Qu’est-ce qu’une société transnationale?
D'après la définition retenue en 2003 par le Conseil des droits économiques, sociaux et culturels, une société transnationale (STN) est une entité économique ou un ensemble d'entités économiques opérant dans plus d'un pays - quelle que soit leur forme juridique, que ce soit dans le pays du siège ou le pays d’activité et que les entités en question soient considérées individuellement ou collectivement. La plupart du temps, ses sites de production et/ou de contrôle sont répartis dans plusieurs pays, une partie de son chiffre d'affaire est réalisé à l'étranger et son orientation stratégique se discute à une échelle régionale ou globale.
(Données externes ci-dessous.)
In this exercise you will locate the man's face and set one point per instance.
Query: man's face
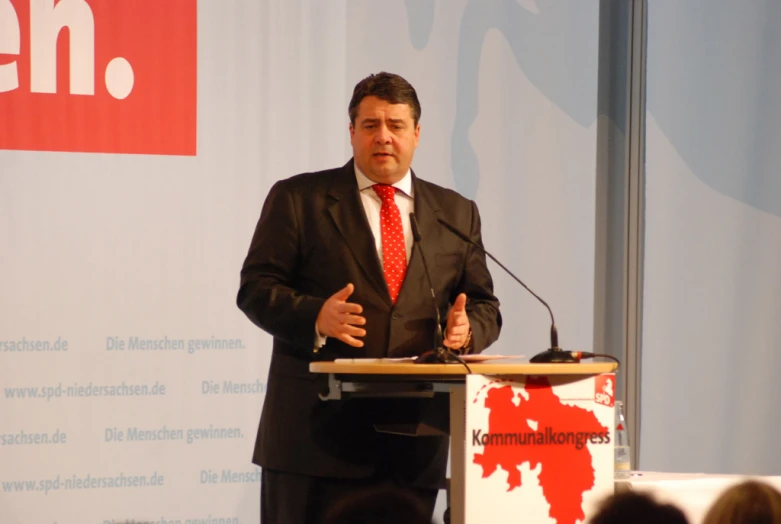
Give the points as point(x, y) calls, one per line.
point(384, 138)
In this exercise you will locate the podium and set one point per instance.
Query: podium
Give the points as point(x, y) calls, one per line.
point(528, 442)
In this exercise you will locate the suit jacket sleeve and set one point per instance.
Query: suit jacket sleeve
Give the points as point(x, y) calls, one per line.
point(267, 294)
point(482, 306)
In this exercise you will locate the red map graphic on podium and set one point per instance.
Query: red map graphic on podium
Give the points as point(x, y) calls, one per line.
point(566, 472)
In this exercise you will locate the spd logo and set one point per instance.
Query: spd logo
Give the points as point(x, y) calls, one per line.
point(604, 389)
point(108, 76)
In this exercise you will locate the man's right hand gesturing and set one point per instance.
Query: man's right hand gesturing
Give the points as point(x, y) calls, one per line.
point(338, 318)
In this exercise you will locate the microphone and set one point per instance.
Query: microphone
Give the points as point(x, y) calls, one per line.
point(440, 354)
point(552, 355)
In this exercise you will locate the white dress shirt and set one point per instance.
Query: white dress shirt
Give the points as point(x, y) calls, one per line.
point(372, 203)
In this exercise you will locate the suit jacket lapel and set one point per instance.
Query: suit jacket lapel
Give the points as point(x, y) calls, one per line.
point(349, 217)
point(426, 209)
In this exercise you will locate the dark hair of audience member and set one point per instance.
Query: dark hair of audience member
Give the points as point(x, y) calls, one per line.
point(750, 502)
point(637, 508)
point(381, 505)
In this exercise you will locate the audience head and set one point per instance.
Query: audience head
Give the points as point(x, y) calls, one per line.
point(380, 505)
point(636, 508)
point(749, 502)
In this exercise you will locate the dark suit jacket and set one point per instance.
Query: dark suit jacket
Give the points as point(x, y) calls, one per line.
point(312, 239)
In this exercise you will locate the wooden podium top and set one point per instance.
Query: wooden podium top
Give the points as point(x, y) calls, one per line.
point(369, 366)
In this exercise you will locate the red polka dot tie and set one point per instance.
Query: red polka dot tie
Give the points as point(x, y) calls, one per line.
point(394, 252)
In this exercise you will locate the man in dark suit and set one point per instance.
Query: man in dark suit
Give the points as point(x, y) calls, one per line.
point(332, 272)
La société-mère se définit comme étant l'entreprise qui contrôle tout ou une partie des sous-entreprises situées à l'étranger (notamment via des parts de capital). Le terme de STN tend à s'imposer dans la discussion actuelle, notamment face au terme «entreprise multinationale».
Toujours plus de STN
Le nombre de STN a fortement augmenté durant les vingt dernières années. Au début des années 1980, la Conférence des Nations Unies sur le commerce et le développement (CNUCED) dénombrait 7'000 STN. En 2008, l’institution multilatérale estimait qu'il existait quelque 82'000 STN opérant avec plus de 810'000 sociétés-filles. En 2017, leur nombre s’élèverait à près de 100'000 entités possédant plus de 800'000 filiales dont les ventes représentent près de 40'000 milliards de dollars.
Selon les estimations de 2008, 16% de la production mondiale de richesses est à créditer aux 100 plus grosses STN et que plus de 77 millions d'êtres humains sont employés dans une STN. La valeur ajoutée totale produite par ces 100 "Big Shots" représente environ 4% du PIB mondial, une proportion restée stable depuis 2000.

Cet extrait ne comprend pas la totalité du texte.